A possum severely scalded by bushfires in Australia’s Blue Mountains laps water from a bowl as her rescuer holds her in a towel. At the same time, at a nearby home, a kangaroo with bandaged toes is moved like a baby by another carer.
As Australia battles wildfires that have destroyed over 4 million hectares (9.9 million acres) across five states, volunteers try to save wild animals trapped in the inferno.
Australia’s bushland is home to a spread of indigenous fauna, along with kangaroos, wallabies, possums, koalas, wombats, and echidnas.
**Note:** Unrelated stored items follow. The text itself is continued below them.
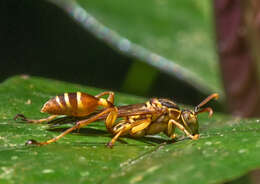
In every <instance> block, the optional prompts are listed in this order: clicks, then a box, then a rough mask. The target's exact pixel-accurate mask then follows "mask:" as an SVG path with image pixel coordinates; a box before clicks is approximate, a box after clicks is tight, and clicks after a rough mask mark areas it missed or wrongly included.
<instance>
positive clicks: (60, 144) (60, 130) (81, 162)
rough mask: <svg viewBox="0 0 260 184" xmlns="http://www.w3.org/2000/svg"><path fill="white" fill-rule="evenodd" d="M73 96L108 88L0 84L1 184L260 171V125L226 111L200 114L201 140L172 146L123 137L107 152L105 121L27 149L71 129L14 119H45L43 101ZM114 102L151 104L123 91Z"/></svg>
mask: <svg viewBox="0 0 260 184" xmlns="http://www.w3.org/2000/svg"><path fill="white" fill-rule="evenodd" d="M72 91H84V92H88V93H90V94H97V93H99V92H101V91H104V90H100V89H95V88H91V87H84V86H80V85H75V84H69V83H64V82H59V81H54V80H47V79H42V78H34V77H32V78H31V77H28V76H19V77H13V78H10V79H8V80H7V81H5V82H4V83H2V84H1V85H0V102H1V103H0V183H51V182H52V183H73V182H74V183H174V182H178V183H223V182H225V181H229V180H232V179H234V178H237V177H240V176H242V175H244V174H245V173H247V172H248V171H250V170H252V169H255V168H258V167H260V159H259V154H260V138H259V133H260V123H259V122H260V121H259V120H258V119H248V120H244V119H233V118H231V117H228V116H225V115H223V114H219V113H215V114H214V115H213V118H211V119H209V118H208V117H207V115H200V116H199V120H200V125H201V128H200V132H201V137H200V139H199V140H197V141H192V140H190V139H187V138H180V139H179V141H178V142H176V143H174V144H166V140H167V138H166V137H164V136H162V135H156V136H153V137H148V138H143V139H131V138H126V137H123V138H121V139H120V141H118V142H117V143H116V145H115V147H114V148H113V149H108V148H106V147H105V144H106V143H107V142H108V141H109V140H110V139H111V135H110V134H108V133H107V131H106V129H105V126H104V123H103V122H96V123H93V124H91V125H89V126H88V127H85V128H82V129H80V131H79V133H77V132H75V133H71V134H69V135H67V136H65V137H64V138H62V139H61V140H59V141H58V142H57V143H54V144H51V145H47V146H42V147H35V146H25V145H24V143H25V142H26V141H27V140H28V139H36V140H39V141H44V140H47V139H49V138H52V137H54V136H56V135H58V134H59V133H61V131H63V130H64V129H65V128H66V127H64V126H63V127H57V128H54V129H48V126H47V125H36V124H28V123H23V122H19V121H14V120H13V119H12V118H13V116H14V115H16V114H17V113H23V114H25V115H26V116H27V117H30V118H40V117H46V115H43V114H41V113H40V112H39V110H40V108H41V106H42V104H43V103H45V101H47V100H48V99H49V98H50V97H52V96H54V95H56V94H60V93H63V92H72ZM115 100H116V104H117V105H123V104H133V103H139V102H143V101H145V99H142V98H138V97H134V96H130V95H125V94H120V93H117V92H116V99H115ZM213 108H214V107H213Z"/></svg>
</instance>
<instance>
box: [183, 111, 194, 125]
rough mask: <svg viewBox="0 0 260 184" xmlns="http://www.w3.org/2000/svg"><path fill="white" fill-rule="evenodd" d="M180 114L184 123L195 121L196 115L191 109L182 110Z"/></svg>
mask: <svg viewBox="0 0 260 184" xmlns="http://www.w3.org/2000/svg"><path fill="white" fill-rule="evenodd" d="M182 116H183V118H184V120H185V122H186V123H196V122H197V116H196V114H195V113H194V112H192V111H187V110H185V111H183V112H182Z"/></svg>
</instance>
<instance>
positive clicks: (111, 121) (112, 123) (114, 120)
mask: <svg viewBox="0 0 260 184" xmlns="http://www.w3.org/2000/svg"><path fill="white" fill-rule="evenodd" d="M114 109H115V110H114V111H111V112H110V113H109V114H108V116H107V118H106V128H107V130H108V131H109V132H110V133H113V130H112V129H113V125H114V123H115V121H116V119H117V114H118V109H117V107H114Z"/></svg>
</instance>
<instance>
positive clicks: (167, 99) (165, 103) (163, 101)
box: [158, 98, 180, 109]
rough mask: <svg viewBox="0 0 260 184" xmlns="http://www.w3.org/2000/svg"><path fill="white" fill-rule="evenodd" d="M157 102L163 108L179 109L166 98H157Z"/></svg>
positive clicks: (178, 108) (174, 103) (177, 106)
mask: <svg viewBox="0 0 260 184" xmlns="http://www.w3.org/2000/svg"><path fill="white" fill-rule="evenodd" d="M158 101H159V102H160V103H161V105H162V106H165V107H167V108H174V109H180V108H179V107H178V105H176V104H175V103H174V102H173V101H172V100H169V99H166V98H159V99H158Z"/></svg>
Delegates fear that 30% of the koala population on the nation’s northeast coast, or between 4,500 and 8,400, have been lost in the fires.
Authorities have no precise figure on what number of native animals in total have been killed; however, specialists say it’s likely to be in the thousands.
Tracy Burgess, a volunteer at Wildlife Information, Rescue and Education Services (WIRES), stated it was very concerning that rescuers weren’t receiving as many animal patients as they’d anticipate.
With limited government funds, WIRES depends heavily on contributions from the general public and the goodwill of volunteers like Burgess, who care for the animals in their very own homes.
The possum being sorted by Burgess was discovered in the rural city of Clarence in the World Heritage-listed Blue Mountains area, about 100 kilometers (62.1 miles) west of Sydney.
Another WIRES rescuer, Tracy Dodd, is caring for the severely burned kangaroo that was found in the same city, where fires had destroyed several homes.
WIRES and other organizations often discourage people from feeding wild animals; however, wildfires have urged them to change that advice to encourage individuals to supply much-needed food and water.